I mentioned last week that I was ordering the book Jesus for the Non-Religious by John Shelby Spong, the retired bishop of the Episcopal Diocese of Newark. I thought I should pass along my impressions.
This book is incorrectly titled. It’s about Jesus, but it is not written so far as I can tell for the non-religious. It appears to be directed to the very religious in fact, to convince them to take a harder look at what we actually know about Jesus.
Spong takes that look and concludes — surmises would be more accurate — that most of what we think we know about Jesus is simply untrue. He explains that much of what is found in the New Testament is based on writings in the Torah and other books of the Old Testament. He argues that Mark, Matthew, Luke and John, writing 40 to 70 years after Jesus died, were convinced that Jesus was the messiah and so elaborated on what little they actually knew by relying on Old Testament prophecy and Jewish liturgy to fill out the story. Spong doesn’t believe, for example, that Jesus was born in Bethlehem (he says Nazareth), that Jesus had a father (or stepfather) named Joseph (who knows), that Jesus was crucified at Passover (more likely later in the year), that Barabbas existed (in Hebrew the name means son of God) or that any of the miracles ascribed to Jesus make sense (get real people).
Clearly the story of the ascension is not history.
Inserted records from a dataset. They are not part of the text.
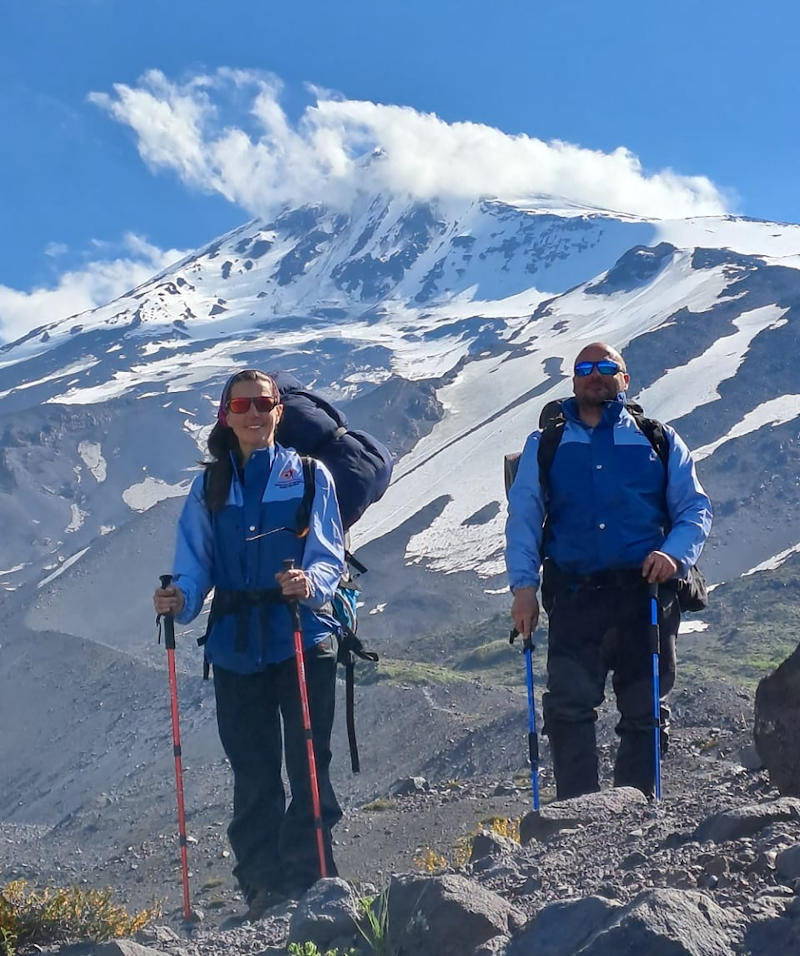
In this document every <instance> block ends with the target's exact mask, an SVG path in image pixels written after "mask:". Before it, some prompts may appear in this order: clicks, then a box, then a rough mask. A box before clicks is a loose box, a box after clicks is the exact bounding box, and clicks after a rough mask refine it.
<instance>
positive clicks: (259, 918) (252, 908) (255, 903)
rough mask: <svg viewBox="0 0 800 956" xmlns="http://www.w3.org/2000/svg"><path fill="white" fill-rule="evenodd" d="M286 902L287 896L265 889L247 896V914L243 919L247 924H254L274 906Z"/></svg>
mask: <svg viewBox="0 0 800 956" xmlns="http://www.w3.org/2000/svg"><path fill="white" fill-rule="evenodd" d="M285 902H286V896H285V895H284V894H283V893H279V892H278V891H277V890H268V889H266V888H265V887H262V888H261V889H258V890H254V891H253V892H252V893H248V894H247V912H246V913H245V914H244V916H243V917H242V921H243V922H245V923H254V922H255V921H256V920H257V919H261V917H262V916H263V915H264V913H266V911H267V910H268V909H271V908H272V907H273V906H279V905H280V904H281V903H285Z"/></svg>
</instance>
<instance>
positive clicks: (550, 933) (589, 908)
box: [507, 896, 621, 956]
mask: <svg viewBox="0 0 800 956" xmlns="http://www.w3.org/2000/svg"><path fill="white" fill-rule="evenodd" d="M619 909H621V906H620V905H619V904H618V903H613V902H611V901H610V900H607V899H603V898H602V897H600V896H589V897H586V898H585V899H581V900H566V901H564V902H561V903H551V904H550V905H549V906H545V908H544V909H543V910H542V911H541V912H540V913H539V915H538V916H537V917H536V918H535V919H534V920H533V921H532V922H531V923H530V924H529V925H528V927H527V928H526V929H525V930H524V932H523V933H522V934H521V935H519V936H517V937H515V938H514V940H513V941H512V943H511V945H510V946H509V947H508V950H507V956H528V954H529V953H536V956H564V954H565V953H578V952H582V950H581V946H583V944H584V943H585V942H586V941H587V940H588V939H589V937H590V936H591V935H592V934H593V933H595V932H596V931H597V927H598V926H603V925H605V923H606V921H607V920H608V919H609V918H610V916H611V915H612V914H613V913H614V912H615V911H616V910H619Z"/></svg>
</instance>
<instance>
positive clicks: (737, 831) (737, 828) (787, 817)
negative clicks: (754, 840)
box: [692, 797, 800, 843]
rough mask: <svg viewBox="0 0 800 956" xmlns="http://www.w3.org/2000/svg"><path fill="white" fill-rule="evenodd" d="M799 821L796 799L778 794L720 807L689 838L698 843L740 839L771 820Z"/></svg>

When one rises into the sky, one does not get to heaven. One either goes into orbit or escapes the gravitational pull of the earth and drifts into the infinity of space.
The gospels were interpretative, not historical.
The question for Bishop Spong then becomes, what was it about this man Jesus that made him so special that a few decades later the gospel writers were telling his story embellished with the most profound Jewish liturgy?
The issue that this analysis has raised over and over again is that there must have been something about this Jesus that was so powerful that it seemed appropriate for his disciples to wrap around him the sacred symbols of their worship, the myths of their messianic expectations, the most sacred heroes of their tradition, magnified to supernatural proportions. There was something about him that caused them to conclude that the God in whom they believed was present in and somehow with the Jesus they had known.
Spong’s answer is that Jesus overcame the tribal, racial, sexist and religious prejudices of his time, preaching an acceptance of all, a forgiveness to all, a “he who is without sin” approach to the human community. The goodness of his words, and his life, were overpowering to those that knew him. He wasn’t God, but he was made into a god.
The primary problem I had with this book are the leaps of faith Spong makes in his reasoning. Just because certain things are counterintuitive or unlikely does not mean they did not happen, however improbable. Just because certain passages in one text mirror those in an earlier text does not mean the later story must be untrue. To my thinking, if an individual arguing the opposite points made the same type of weak-tea arguments, I’d reject them. The same should apply here. Spong’s briefs would be thrown out of any court.
Nonetheless this is an interesting and provocative book that believers and non-believers alike might wish to read.